There are numerous reasons for the drippy, grey mood; one of them might be the weather itself. Another, undoubtedly, is the flurry of busyness and the coming and going of the past several weeks. A smaller one, is that today my oldest son turns 15 and that knowledge suddenly pierced through my brain fog last night and with it, the realization that we had planned no gift, no nothing for today. The compilation of all these things could possibly be to blame for my irrational annoyance with my husband this morning over a container holding only three cookies.
I have four school lunches to pack every morning, see. Any of you fellow lunch packers understands the ongoing difficulty of keeping lunch packing material available. I do my best to keep homemade cookies or bars in the freezer so there is something quick and easy to grab for desserts in lunches. Once the baked goods are in the freezer, they are not available for non-lunch-box consumption unless granted specific permission.
Unless you're the husband, and you like to consume frozen chocolate chip cookies by the stack.
There were three left in the container I so confidently pulled out of the freezer this morning, three. Three is not enough for four lunches, no matter how you try to stretch it. Those three cookies put me over the edge. So annoying. Just utterly thoughtless. I'd told him before that I didn't care if he ate them but I needed enough for lunches! And he didn't even say he was sorry.
I knew it was silly and I finished the lunches and he went out the door with a kiss but it was tinged with annoyance that colored my outlook on the day. Then I read the blog post. "Pray for my husband. Headaches. MRI shows a growth. Quite possibly cancer."
Suddenly I thought I would choke on my breakfast. The granola that had been so delicious was too sweet and the coffee nearly made me gag. All I could think of was my uncalled for annoyance over three cookies in a container.
Why do I take life so for granted? The third anniversary of my mom's sudden death was only days ago; I have first hand knowledge of how fleeting life is. I'm the one who thinks about death and knows that it is not if, but when I will need to say goodbye. Still, I take life so for granted.

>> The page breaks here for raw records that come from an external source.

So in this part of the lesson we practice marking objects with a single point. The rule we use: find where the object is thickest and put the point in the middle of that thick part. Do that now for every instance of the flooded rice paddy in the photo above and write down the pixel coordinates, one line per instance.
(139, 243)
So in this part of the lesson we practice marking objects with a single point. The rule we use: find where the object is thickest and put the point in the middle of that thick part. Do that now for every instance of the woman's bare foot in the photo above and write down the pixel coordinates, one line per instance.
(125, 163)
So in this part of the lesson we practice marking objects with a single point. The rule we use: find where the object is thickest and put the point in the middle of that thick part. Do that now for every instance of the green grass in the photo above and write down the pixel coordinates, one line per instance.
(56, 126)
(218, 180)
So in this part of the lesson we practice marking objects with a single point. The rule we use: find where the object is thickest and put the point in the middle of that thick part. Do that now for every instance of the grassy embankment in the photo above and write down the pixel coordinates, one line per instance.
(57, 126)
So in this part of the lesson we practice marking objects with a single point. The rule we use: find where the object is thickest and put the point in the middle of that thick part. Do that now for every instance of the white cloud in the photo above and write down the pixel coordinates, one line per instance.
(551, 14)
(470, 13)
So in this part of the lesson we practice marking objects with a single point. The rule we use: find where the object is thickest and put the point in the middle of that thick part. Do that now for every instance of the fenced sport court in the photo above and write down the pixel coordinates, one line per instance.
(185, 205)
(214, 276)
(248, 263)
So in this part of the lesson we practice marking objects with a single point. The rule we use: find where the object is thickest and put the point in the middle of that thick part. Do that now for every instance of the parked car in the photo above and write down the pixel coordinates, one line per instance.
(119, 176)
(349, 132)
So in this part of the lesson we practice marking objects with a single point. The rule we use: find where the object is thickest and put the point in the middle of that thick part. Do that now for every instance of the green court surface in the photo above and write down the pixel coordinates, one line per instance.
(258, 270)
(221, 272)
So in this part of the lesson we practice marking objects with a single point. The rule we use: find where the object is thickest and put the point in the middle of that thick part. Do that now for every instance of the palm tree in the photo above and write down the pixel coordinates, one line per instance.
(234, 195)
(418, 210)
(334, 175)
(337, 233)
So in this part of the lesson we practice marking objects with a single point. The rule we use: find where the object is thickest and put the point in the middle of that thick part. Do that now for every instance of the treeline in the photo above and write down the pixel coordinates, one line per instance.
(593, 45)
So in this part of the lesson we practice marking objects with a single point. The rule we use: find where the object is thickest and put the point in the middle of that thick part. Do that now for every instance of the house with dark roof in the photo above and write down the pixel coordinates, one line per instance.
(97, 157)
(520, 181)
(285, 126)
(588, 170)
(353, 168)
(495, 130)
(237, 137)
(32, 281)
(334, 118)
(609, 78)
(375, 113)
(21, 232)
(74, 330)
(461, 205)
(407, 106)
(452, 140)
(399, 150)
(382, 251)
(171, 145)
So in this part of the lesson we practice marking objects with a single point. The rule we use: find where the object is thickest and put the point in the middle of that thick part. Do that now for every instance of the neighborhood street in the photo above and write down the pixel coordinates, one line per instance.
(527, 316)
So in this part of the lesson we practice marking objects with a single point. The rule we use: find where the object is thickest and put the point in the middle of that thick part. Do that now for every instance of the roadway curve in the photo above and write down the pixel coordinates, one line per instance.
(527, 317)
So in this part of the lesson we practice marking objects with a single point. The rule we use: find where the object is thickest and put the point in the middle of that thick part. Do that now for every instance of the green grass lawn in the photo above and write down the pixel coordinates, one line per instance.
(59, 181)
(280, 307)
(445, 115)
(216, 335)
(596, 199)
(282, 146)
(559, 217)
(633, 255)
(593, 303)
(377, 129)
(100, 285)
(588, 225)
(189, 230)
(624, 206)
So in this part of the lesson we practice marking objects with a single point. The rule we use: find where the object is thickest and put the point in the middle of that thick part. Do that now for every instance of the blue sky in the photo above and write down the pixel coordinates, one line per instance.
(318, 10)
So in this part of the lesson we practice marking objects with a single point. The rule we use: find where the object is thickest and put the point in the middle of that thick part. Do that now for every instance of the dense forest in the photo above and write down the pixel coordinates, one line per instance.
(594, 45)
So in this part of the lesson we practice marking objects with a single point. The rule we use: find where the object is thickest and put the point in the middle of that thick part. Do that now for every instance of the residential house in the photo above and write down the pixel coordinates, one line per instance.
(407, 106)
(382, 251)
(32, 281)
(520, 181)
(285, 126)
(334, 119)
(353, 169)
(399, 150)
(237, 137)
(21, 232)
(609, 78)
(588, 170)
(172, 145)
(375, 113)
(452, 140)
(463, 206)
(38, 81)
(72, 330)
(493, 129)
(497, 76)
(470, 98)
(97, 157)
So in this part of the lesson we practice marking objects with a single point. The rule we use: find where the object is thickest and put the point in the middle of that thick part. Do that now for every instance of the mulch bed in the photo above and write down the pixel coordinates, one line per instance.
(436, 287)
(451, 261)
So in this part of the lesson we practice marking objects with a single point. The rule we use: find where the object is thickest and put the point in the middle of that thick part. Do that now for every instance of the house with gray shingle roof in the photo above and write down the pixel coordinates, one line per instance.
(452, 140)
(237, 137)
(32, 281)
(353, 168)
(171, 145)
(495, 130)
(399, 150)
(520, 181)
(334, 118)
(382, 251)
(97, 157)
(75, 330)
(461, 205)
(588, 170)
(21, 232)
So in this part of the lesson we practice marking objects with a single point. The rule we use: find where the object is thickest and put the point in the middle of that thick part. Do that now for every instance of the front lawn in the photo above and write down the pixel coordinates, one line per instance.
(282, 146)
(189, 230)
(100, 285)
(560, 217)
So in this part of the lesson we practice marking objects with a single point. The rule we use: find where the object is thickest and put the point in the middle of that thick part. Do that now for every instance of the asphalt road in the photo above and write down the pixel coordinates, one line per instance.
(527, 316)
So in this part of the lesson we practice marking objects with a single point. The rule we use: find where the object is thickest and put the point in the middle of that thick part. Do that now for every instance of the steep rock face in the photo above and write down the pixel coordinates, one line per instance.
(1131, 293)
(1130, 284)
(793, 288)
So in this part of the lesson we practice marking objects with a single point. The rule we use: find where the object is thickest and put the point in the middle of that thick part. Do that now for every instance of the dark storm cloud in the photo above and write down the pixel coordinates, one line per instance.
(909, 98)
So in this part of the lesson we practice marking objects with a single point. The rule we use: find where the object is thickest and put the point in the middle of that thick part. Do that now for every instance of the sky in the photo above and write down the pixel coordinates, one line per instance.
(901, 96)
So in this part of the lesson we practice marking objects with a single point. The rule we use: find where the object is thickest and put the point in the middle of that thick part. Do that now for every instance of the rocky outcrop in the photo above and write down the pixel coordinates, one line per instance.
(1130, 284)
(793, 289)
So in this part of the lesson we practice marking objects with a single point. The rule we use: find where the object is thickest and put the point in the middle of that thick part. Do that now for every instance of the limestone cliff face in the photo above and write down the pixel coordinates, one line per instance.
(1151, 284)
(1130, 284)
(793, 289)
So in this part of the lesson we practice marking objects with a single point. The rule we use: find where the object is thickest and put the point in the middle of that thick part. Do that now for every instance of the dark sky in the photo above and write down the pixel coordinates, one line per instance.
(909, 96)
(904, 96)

I suppose it is just human nature to get caught up in the dailyness of the now. Still, there are people who have learned to better cherish each moment and they live their lives a bit differently than your status quo; I want to be one of those. Sometimes it takes startling news to give us a reality check. None of us are immune; one day the startling news might be a phone call of my own.
I hope I remember that, the next time I pull out a container with only three cookies.
Two years ago I shared Gina and Ed's "How We Met" story. Gina and I have never met, except through email and blogposts, but I feel like she is a friend. They are currently facing the reality of a growth on Ed's brain and, I'm sure, would appreciate your prayers.